With cancer putting up such strong fight, scientists are resorting to more unconventional therapies to give them the edge. The Zika virus was recently co-opted to fight deadly brain cancer, and now, scientists are turning their attention to the poliovirus.
The radical approach of using the poliovirus to kill cancer made big headlines in 2014. At that time, a group of researchers from Duke University reported that a lab-engineered hybrid virus was capable of killing cancer cells. The virus is a combination of the poliovirus and the rhinovirus, called PVS-RIPO. But while it showed promising results against cancer cells and was given to a limited number of patients as an experimental therapy, the team didn’t know the precise mechanisms behind how this virus worked.
"We have had a general understanding of how the modified poliovirus works, but not the mechanistic details at this level," said co-senior author and Duke neurosurgery professor Matthias Gromeier. "Knowing the steps that occur to generate an immune response will enable us to rationally decide whether and what other therapies make sense in combination with poliovirus to improve patient survival."

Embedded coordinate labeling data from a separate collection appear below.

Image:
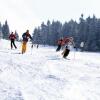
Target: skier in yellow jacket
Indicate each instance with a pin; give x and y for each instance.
(25, 37)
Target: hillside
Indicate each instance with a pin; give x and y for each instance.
(42, 74)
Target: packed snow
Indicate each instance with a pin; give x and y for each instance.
(42, 74)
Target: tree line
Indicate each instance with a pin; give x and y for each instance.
(5, 31)
(86, 31)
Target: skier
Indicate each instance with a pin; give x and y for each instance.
(59, 44)
(25, 37)
(12, 38)
(68, 41)
(65, 52)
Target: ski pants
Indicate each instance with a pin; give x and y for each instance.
(24, 44)
(13, 44)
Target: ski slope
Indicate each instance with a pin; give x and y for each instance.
(42, 74)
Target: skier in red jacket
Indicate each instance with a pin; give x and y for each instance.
(12, 38)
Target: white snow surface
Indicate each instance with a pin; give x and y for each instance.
(42, 74)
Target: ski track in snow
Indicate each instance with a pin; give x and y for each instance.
(42, 74)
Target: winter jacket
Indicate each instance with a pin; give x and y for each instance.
(12, 37)
(26, 36)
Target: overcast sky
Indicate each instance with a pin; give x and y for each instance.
(27, 14)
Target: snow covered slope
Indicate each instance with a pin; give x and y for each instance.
(42, 74)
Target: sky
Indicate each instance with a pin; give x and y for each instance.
(28, 14)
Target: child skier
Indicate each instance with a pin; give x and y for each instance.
(68, 41)
(25, 37)
(12, 38)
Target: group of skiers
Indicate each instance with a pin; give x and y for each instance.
(25, 37)
(63, 42)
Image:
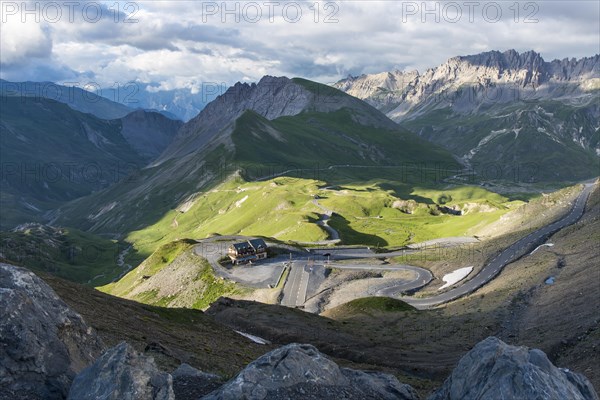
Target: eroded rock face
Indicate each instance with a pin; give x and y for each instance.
(191, 383)
(43, 343)
(493, 369)
(299, 371)
(121, 373)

The same team persisted and recently published a follow up study, in which they detailed how the modified poliovirus unleashes its attack against cancer cells.
As it turns out, the modified poliovirus attaches to malignant cancer cells via the CD155 protein, which acts as a receptor for PVS-RIPO. Once bound, the virus kills the tumor cells, causing the release of tumor antigens. In the second phase of the attack, the modified virus infects two types of immune cells: dendritic cells and macrophages. This action triggers the immune system to attack viciously. Cancer-killing T-cells are launched to seek and destroy cancer cells lurking in the virus-infected tumor.
"Not only is poliovirus killing tumor cells, it is also infecting the antigen-presenting cells, which allows them to function in such a way that they can now raise a T-cell response that can recognize and infiltrate a tumor," says Smita Nair, the co-senior author on the study with Grimier. "This is an encouraging finding, because it means the poliovirus stimulates an innate inflammatory response."
The results were observed in human melanoma and breast cancer cell lines, and subsequently validated in mouse models. The team believes the same mechanism of attack could apply to several other cancer types that express the CD155 marker.
"Because PVSRIPO naturally targets and destroys cancer cells from most common cancer types (pancreas, prostate, lung, colon, and many others), it can be directed against these cancers as well," says Gromeier. "To establish this in the clinic, we plan future clinical trials in patients with cancers other than brain tumors."
PVS-RIPO earned the FDA’s “breakthrough therapy” designation last year, based on early success in clinical trials. If promising results continue, the treatment could be on the shortlist to receive approval.